El dragón de la memoria


           No sé si han caído ustedes en la cuenta de que dentro de unas semanas será Sant Jordi… Y no sólo eso, sino además el Día Internacional del Libro, que fue proclamado por la UNESCO en coincidencia con la fecha de fallecimiento tanto de Cervantes como de William Shakespeare, dos de los mejores autores de la Literatura Universal, que tuvieron la humorada de morirse el mismo año (1616) y con pocas horas de diferencia. Según parece, el 23 de abril es un día maldito para los amantes de la escritura -¡toco madera!- pues, aunque años más tarde, también Wordsworth (1850) y Josep Pla (1981) lo escogieron para estirar la pata. Curiosa coincidencia, ¿no creen?

            En todo el mundo se celebra el Día Internacional del Libro, sí, pero sólo en Cataluña y su área de influencia dicha celebración tiene además connotaciones amorosas: ya saben, los chicos regalan una rosa a la chica que les gusta y, en caso de que ella les corresponda, lo hace obsequiándoles con un libro… Ni que decir tiene que, por más que me gusten las rosas silvestres -no las sintéticas, perfumadas con ambientador, que se venden últimamente-, el reparto me parece injusto: no sólo porque los libros son bastante más caros que las rosas, sino sobre todo porque éstos son capaces de proporcionar un placer mucho más profundo y duradero que una efímera flor, por más que dijera el principito de Saint-Exupéry.
            El factor sentimental añadido, que yo desconocía, me sorprendió muchísimo durante mi primer Sant Jordi en Barcelona.

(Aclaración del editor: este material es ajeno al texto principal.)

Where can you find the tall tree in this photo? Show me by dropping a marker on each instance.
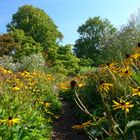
(37, 24)
(7, 44)
(92, 32)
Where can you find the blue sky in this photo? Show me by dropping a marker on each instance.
(68, 15)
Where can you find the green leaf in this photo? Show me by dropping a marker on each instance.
(132, 123)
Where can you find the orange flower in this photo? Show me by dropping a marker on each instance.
(122, 104)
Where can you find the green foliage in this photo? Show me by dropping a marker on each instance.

Ya unos días antes, todas mis compañeras de 5º de EGB –sí, yo también fui a EGB, ¿qué pasa?- andaban revolucionadas, haciendo cábalas sobre si alguno de los niñatos inmaduros, apestosos y granujientos que solían deshacernos la coleta durante el resto del curso se convertiría en un apuesto caballero por obra y gracia de Sant Jordi, y les regalaría la típica rosa quatribarrada acompañada de una espiga seca. Sobre la conveniencia de dar alas a un pretendiente inoportuno ni siquiera se discutía: la etiqueta amorosa del colegio imponía corresponder siempre con alguna novelita de El Barco de Vapor o de la serie “Elige tu propia aventura”, que eran las que más molaban por aquel entonces, por poco que te gustara el interfecto.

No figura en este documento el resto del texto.